A 14-year-old freshman girl died of an apparent self-inflicted gunshot wound Thursday morning after shooting and injuring another female student at a high school in the West Texas town of Alpine, officials say.
Brewster County Sheriff Ronny Dodson told radio station KVLF-AM that the school was placed on lockdown and the students were evacuated after a female student ran outside seeking help after being shot.
Witnesses took the student, whose name has not been released, to a hospital with injuries that were not considered life threatening.
Inside the school, officers found the freshman dead from an apparent self-inflicted gunshot wound.
"The shooter appears to have shot herself," Dodson said, earlier in the morning.
Dodson told KWES-TV in Odessa that a semi-automatic pistol was recovered near the teen's body along with an unspecified amount of ammunition.
A motive for the shooting is unclear.
Dodson said the student had only lived in Alpine about six months and that her grandparents said she was a straight A student with no indications of any problems.
"This community does not expect this," Dodson said. "We don't want this and we can't explain it yet."
While police were clearing the school, Dodson said a U.S. Marshal's weapon accidentally discharged and wounded an officer in the leg. The officer's condition was not released.
Students Hide, Shut Off Lights Under Lock Down
William Butler, a 17-year-old senior at the school, said he was in pre-calculus when he heard his friend screaming for people to run, NBC News reported.

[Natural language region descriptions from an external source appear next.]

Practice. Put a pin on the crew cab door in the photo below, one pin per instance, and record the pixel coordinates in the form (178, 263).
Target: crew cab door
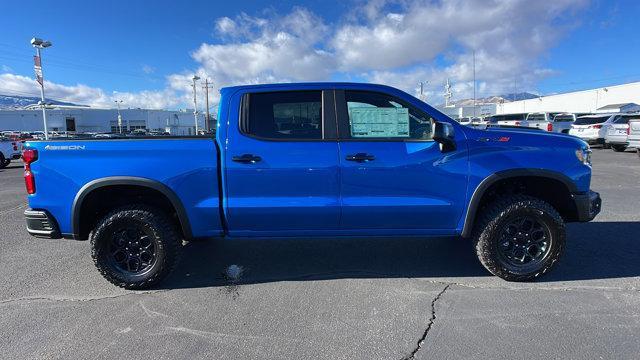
(281, 165)
(395, 178)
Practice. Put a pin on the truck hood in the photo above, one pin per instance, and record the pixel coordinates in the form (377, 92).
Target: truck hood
(519, 136)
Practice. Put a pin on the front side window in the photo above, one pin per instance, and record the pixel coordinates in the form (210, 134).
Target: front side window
(380, 116)
(291, 115)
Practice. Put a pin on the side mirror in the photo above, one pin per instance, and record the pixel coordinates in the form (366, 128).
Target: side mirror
(444, 134)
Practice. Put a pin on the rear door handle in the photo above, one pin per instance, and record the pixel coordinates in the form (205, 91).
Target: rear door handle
(247, 159)
(361, 157)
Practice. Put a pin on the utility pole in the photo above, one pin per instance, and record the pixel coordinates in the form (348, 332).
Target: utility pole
(474, 83)
(447, 93)
(195, 102)
(206, 87)
(118, 102)
(37, 66)
(422, 84)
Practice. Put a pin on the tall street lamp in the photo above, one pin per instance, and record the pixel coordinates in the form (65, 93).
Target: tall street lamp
(195, 103)
(41, 44)
(118, 102)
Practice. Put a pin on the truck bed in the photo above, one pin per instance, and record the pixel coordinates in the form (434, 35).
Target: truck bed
(186, 168)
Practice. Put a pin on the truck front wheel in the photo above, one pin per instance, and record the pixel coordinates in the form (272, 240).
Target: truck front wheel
(135, 247)
(519, 238)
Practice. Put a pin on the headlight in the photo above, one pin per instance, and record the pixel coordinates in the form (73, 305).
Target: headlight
(584, 156)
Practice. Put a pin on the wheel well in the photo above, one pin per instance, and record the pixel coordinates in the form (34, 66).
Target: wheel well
(102, 200)
(553, 191)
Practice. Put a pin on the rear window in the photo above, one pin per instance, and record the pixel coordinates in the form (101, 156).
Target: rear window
(563, 118)
(590, 120)
(507, 117)
(291, 115)
(536, 117)
(625, 119)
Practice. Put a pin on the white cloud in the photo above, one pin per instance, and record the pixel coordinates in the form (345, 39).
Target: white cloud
(509, 38)
(12, 84)
(147, 69)
(398, 42)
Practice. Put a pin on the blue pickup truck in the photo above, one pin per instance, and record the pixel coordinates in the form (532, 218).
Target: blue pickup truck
(313, 160)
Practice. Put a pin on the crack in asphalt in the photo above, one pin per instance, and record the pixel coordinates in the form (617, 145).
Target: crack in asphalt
(412, 355)
(72, 299)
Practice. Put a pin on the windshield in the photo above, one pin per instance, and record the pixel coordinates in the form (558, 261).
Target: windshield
(591, 120)
(626, 119)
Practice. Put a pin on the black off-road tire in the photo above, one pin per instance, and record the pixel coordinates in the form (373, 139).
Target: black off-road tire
(161, 231)
(494, 218)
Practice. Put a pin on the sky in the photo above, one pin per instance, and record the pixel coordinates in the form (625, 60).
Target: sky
(145, 52)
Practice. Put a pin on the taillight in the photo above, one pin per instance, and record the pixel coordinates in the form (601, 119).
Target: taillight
(28, 157)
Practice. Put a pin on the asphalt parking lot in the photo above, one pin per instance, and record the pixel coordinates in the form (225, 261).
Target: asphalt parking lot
(331, 298)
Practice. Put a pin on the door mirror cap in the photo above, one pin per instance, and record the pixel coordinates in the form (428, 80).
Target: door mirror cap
(444, 134)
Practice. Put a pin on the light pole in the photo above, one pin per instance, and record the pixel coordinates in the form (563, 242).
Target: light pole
(41, 44)
(118, 102)
(195, 102)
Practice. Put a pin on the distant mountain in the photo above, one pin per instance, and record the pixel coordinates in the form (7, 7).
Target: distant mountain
(14, 102)
(495, 99)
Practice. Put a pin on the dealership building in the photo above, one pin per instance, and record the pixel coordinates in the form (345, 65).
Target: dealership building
(616, 98)
(85, 119)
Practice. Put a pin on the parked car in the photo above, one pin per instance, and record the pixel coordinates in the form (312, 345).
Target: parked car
(617, 134)
(593, 128)
(465, 121)
(544, 121)
(633, 137)
(313, 160)
(9, 150)
(508, 120)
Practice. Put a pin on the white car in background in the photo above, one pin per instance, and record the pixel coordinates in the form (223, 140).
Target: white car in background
(593, 128)
(542, 121)
(633, 138)
(618, 133)
(508, 120)
(9, 150)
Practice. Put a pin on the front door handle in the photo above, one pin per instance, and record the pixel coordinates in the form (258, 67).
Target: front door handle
(361, 157)
(247, 159)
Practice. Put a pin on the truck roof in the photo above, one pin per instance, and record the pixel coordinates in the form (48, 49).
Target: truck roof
(308, 85)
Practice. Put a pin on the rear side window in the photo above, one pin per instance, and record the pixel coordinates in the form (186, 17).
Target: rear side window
(563, 118)
(290, 115)
(536, 117)
(380, 116)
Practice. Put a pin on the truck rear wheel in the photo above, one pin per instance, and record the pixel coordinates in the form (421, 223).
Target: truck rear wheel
(135, 247)
(519, 238)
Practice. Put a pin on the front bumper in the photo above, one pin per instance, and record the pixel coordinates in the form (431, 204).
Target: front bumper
(588, 205)
(41, 224)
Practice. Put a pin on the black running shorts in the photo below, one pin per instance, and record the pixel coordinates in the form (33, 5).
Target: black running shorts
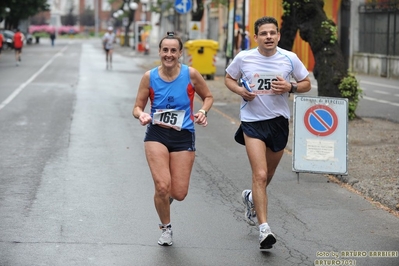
(274, 132)
(174, 140)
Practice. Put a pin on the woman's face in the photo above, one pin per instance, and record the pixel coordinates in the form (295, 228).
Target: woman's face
(170, 52)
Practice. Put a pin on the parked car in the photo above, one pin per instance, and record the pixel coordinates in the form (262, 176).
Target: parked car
(8, 39)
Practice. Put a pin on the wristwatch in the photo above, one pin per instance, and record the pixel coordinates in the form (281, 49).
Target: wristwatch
(294, 87)
(203, 111)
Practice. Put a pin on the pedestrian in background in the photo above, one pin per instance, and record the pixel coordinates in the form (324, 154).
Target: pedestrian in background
(108, 43)
(18, 40)
(169, 141)
(264, 113)
(1, 42)
(52, 37)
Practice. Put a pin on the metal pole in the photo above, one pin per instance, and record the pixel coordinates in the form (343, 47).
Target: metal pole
(96, 18)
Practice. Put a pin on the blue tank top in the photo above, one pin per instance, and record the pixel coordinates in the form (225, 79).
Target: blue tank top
(177, 94)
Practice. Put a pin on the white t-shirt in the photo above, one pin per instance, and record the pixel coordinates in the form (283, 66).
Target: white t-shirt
(260, 70)
(109, 39)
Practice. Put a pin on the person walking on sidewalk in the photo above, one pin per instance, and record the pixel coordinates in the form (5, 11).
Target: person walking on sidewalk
(108, 44)
(18, 40)
(52, 37)
(169, 140)
(264, 114)
(1, 42)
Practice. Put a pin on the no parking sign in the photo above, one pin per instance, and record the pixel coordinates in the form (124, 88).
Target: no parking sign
(320, 135)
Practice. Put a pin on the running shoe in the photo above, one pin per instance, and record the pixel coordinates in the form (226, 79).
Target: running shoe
(266, 239)
(166, 237)
(249, 207)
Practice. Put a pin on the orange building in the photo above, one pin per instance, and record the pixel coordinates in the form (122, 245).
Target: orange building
(257, 9)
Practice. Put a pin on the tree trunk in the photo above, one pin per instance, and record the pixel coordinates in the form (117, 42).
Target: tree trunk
(329, 62)
(196, 15)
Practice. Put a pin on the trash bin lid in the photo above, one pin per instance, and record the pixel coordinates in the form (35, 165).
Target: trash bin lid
(202, 43)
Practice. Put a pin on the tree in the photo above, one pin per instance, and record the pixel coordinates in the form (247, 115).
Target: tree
(20, 10)
(314, 27)
(87, 17)
(69, 19)
(198, 13)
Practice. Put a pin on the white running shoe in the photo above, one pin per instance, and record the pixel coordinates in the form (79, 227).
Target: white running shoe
(266, 239)
(249, 208)
(166, 237)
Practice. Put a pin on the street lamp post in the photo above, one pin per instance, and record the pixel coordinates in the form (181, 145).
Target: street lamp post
(128, 6)
(144, 11)
(131, 7)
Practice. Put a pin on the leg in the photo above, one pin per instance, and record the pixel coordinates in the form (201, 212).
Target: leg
(159, 163)
(181, 164)
(263, 163)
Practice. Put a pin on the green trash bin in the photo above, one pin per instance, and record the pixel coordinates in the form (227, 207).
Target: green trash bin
(201, 55)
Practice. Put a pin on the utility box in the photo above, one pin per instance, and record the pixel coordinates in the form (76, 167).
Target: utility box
(201, 55)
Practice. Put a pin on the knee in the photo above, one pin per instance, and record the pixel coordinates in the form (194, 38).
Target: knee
(179, 196)
(162, 189)
(260, 177)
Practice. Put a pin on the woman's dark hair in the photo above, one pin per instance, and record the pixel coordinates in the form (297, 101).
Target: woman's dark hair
(264, 20)
(171, 36)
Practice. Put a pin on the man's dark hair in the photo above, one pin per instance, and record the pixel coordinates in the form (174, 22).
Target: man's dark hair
(264, 20)
(172, 36)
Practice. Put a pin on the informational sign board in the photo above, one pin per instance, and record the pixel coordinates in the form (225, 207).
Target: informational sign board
(320, 135)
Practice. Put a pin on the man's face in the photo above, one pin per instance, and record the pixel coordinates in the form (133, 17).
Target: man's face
(268, 37)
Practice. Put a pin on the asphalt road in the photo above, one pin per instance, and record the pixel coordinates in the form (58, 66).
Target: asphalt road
(75, 188)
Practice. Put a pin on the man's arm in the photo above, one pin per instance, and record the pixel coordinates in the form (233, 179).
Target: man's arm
(232, 85)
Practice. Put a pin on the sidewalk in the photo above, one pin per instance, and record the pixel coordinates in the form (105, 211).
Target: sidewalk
(373, 143)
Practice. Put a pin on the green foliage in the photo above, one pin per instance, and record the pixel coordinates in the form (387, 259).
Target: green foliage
(21, 9)
(332, 30)
(349, 88)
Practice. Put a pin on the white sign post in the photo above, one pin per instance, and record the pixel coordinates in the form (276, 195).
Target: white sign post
(320, 135)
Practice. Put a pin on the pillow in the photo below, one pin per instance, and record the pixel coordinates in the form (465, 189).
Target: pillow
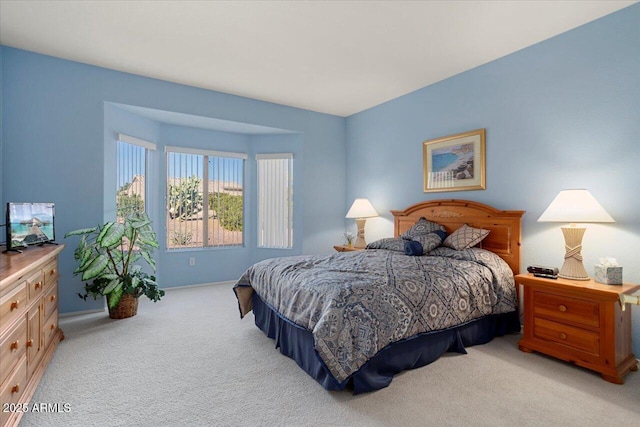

Butler said another teacher ran into the room and told all the students to hide. They turned off the lights and locked the door. The school was put on lockdown, Butler told NBC News. A few minutes later Butler said he heard a gunshot.
"It was scary, I didn't really know what was going to happen," Butler said. "The cops knocked on the door a little bit later and started to escort everyone out. When the police escorted us out of the classroom, there was a trail of blood going from the hallway I was going in toward the band hall."
Texas Attorney General Ken Paxton said in a statement: “I am currently monitoring the active shooter situation in Alpine. I have directed my office to offer any measure of support needed to assist the law enforcement officials currently working this case. I wish to extend prayers and sympathy to any victims’ families and their loved ones who have been affected by this senseless act of violence.”
"I've lived in Alpine just about my whole life. Alpine has had some rough days, but this has been one of the roughest," said former Texas Congressman Pete Gallego.
The school district's website said the town of about 5,900 residents has three schools with a district-wide student population of 985; 300 of those students are enrolled at Alpine High School.
After an emergency board of trustees meeting Thursday afternoon, officials at the Alpine Independent School District issued a statement closing its three schools Friday. The statement said the district will have counselors and clergy available Monday when classes resume. It is also holding a training for staff on responding to trauma and will hold a parent and community forum Sunday night.
Bomb Threats Follow Alpine School Shooting
Sul Ross State University in Alpine also was also briefly placed on lockdown due to a bomb threat. The lockdown was later lifted.
Law enforcement officials said they don't believe there was a direct connection between the threats and the shooting at the high school.
Authorities said a male caller phoned in bomb threats to Sul Ross State University and a hospital in Alpine. There was also a bomb threat at a motel in Marathon, about 20 miles east of Alpine.
"Right now, we have a nut," Dodson said at the news conference, adding, "Basically, he's what we're looking for right now."
Alpine is 220 miles southeast of El Paso.